Cette phase ressemble à s'y méprendre aux impératifs de productivité, à ce qui est demandé aux employés : frénésie productive, enthousiasme pour la boîte-mère, conduites compensatoires du week-end, violation des tabous, consommation de stupéfiant (alcool, coke …). Ces conduites se manifestent dans toutes les strates de la société, notamment chez les cadres, et sont liées à un management impitoyable.
Mais revenons à nos pères de l'église. Les études se sont alors succédé au moyen âge et les auteurs parlent de '« cœur dévié, vain et vagabond » d' « esprit instable, errant et fugitif, se tournant de tous côtés, flottant de tous côtés », voulant et ne voulant plus, changeant d'avis, alternant ses désirs, « comme une feuille soulevée par le vent tourbillonnant ». Alors, les « paroles importunes, frivoles et nuisibles, l'instabilité du mouvement de l'esprit et des actions du corps, l'inquiétude également, s'accumulent comme une armée en rangs serrés'. Wikipédia, toujours.
Sans prétendre à l'archéologie médicale, nous avons une hyper-sensibilité, une hyper-sollicitation, une hyper-mobilisation et des mouvements frénétiques. Dans un second temps, les pères de l'église décrivent un état de prostration, une incapacité à poursuivre l'hyperactivité. C'est cet état qu'ils nommaient l'acédie et que Wikipédia résume de la sorte :
… 'l'état acédieux comporte un ensemble de symptômes qui constituent la sémiologie dépressive classique : perturbations affectives, cognitives, conatives, mais aussi troubles somatiques.

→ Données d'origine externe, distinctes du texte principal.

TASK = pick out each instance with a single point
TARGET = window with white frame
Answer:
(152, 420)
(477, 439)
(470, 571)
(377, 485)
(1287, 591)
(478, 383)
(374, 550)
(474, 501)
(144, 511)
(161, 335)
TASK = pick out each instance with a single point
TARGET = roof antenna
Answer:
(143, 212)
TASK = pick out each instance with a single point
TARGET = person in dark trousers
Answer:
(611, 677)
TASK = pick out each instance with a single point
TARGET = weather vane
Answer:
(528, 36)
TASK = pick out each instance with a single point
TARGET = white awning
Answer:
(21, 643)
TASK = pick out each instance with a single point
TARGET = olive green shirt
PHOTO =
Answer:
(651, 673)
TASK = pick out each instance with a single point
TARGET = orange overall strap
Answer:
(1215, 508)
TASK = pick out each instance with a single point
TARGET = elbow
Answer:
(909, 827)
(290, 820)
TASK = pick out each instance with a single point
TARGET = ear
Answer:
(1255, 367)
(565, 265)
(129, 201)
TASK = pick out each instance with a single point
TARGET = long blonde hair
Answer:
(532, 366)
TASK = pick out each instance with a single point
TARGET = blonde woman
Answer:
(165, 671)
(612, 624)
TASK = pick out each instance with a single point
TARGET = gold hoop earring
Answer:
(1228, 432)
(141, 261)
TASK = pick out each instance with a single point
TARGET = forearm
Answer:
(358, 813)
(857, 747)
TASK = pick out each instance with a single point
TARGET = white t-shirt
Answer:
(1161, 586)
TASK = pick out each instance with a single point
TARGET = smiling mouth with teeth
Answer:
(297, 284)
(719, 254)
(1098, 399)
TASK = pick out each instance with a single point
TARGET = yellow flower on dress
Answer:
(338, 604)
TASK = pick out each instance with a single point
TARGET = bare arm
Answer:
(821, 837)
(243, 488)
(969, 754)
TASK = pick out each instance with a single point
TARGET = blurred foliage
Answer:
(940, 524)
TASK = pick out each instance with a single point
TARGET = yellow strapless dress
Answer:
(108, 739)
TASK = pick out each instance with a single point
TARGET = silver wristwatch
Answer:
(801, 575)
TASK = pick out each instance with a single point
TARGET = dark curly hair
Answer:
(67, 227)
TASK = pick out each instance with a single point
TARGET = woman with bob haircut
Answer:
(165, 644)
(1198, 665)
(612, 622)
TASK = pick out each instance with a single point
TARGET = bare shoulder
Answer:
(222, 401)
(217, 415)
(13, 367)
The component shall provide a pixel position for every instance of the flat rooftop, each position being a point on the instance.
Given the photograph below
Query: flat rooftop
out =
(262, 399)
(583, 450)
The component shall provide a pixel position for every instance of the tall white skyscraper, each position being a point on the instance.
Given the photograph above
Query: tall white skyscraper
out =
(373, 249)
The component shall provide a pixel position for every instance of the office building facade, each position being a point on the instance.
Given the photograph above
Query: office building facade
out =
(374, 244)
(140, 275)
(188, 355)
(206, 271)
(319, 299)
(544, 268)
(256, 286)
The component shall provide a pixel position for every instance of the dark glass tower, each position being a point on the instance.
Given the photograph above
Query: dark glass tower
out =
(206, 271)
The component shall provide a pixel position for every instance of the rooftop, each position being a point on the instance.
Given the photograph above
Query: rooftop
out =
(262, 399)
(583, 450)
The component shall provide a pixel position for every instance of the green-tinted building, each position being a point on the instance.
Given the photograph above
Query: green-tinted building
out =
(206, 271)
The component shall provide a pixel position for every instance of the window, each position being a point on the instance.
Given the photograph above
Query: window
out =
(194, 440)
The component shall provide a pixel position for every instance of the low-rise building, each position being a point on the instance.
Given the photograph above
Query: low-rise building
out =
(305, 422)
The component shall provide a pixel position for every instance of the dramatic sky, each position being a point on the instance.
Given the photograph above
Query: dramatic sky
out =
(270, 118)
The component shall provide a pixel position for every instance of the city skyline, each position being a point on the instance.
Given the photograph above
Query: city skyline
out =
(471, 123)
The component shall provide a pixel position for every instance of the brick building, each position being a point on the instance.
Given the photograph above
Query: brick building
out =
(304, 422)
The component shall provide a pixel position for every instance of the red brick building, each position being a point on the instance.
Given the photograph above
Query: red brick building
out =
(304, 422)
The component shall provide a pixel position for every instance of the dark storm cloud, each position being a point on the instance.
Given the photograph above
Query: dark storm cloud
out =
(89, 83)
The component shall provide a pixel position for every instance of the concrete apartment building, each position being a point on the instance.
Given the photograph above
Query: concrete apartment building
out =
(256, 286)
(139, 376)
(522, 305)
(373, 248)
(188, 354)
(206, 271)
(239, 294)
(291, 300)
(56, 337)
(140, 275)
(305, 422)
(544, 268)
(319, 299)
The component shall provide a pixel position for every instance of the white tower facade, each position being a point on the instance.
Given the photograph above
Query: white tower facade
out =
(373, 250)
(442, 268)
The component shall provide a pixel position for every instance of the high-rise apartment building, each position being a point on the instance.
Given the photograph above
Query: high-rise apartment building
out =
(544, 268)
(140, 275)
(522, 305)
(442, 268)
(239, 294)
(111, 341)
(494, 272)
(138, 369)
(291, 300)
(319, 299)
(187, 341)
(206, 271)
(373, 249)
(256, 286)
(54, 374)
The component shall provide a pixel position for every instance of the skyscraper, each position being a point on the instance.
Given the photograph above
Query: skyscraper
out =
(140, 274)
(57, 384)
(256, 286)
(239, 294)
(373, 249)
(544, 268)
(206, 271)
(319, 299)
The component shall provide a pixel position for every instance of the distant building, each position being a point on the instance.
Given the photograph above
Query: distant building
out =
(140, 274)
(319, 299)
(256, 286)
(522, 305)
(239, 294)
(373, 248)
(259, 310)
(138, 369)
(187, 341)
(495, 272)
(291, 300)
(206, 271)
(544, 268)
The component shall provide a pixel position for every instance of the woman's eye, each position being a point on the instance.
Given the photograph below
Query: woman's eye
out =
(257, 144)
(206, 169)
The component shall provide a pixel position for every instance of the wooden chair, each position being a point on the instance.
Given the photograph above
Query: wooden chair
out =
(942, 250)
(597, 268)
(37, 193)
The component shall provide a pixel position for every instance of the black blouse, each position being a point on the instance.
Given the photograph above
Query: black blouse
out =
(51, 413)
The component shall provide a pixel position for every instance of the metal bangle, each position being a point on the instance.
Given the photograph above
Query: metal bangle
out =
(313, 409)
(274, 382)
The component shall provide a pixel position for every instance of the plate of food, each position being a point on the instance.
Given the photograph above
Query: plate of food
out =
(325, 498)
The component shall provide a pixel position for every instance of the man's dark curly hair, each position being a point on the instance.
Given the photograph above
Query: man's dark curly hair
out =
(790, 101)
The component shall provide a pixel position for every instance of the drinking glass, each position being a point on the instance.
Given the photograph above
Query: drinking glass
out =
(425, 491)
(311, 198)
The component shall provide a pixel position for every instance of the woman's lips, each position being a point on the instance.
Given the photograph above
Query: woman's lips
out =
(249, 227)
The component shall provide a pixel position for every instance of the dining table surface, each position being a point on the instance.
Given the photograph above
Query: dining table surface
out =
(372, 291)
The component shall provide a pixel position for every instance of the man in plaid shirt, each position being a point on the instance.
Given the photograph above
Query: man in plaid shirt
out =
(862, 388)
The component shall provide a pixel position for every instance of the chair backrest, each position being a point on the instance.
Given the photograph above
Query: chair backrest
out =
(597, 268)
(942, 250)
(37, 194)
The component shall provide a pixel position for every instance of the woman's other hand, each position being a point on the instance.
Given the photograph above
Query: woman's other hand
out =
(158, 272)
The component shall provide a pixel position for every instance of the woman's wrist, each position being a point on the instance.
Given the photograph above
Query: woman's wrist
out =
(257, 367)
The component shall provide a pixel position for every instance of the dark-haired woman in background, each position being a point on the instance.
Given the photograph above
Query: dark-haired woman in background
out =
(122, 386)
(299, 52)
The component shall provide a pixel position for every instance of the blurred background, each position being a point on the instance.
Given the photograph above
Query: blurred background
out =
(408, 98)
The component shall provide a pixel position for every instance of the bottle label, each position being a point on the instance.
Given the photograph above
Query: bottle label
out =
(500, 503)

On notera, par exemple, que, à l'instar de la dépression, l'état acédieux se caractérise par une incapacité à prendre du plaisir, une fatigue chronique, un isolement social, une tristesse, une incapacité à la concentration, aux raisonnements intellectuels suivis et même un amoindrissement des capacités langagières.
Pour ceux qui connaissent le burn-out de manière clinique ou personnelle, la comparaison s'impose, entre les descriptions d'Evagre, Cassiens, Bernard de Clervaux ou Adhelme et leur propre expérience. D'abord une mobilisation extrême puis, suite à la sollicitation excessive de l'esprit, un effondrement dans le désintérêt (l'anhédonie, c'est le fait de ne prendre de plaisir à rien – rappelons que nous parlons d'un état mental que l'église considérait comme un péché), la confusion et la fatigue.
Ce qui est intéressant dans cette histoire, c'est que l'interdit, le péché du moyen-âge est devenu un impératif économique, une obligation de société – et je gage que d'autres textes d'autres religions abondent dans le même sens. Pour autant, le côté criminel de ces comportements demeure et son lien aux modalités d'exploitation de la main d'œuvre dans l'emploi est patent. Ce modèle, le cadre sans pitié, sans sommeil, investi dans son travail à 200 %, prêt à tout pour gagner (pas quoi, combien!) est devenu le parangon de la réussite sociale, alors qu'il atteste une pulsion d'auto-destruction mortelle, c'est-à-dire, selon les pères de l'église, un péché.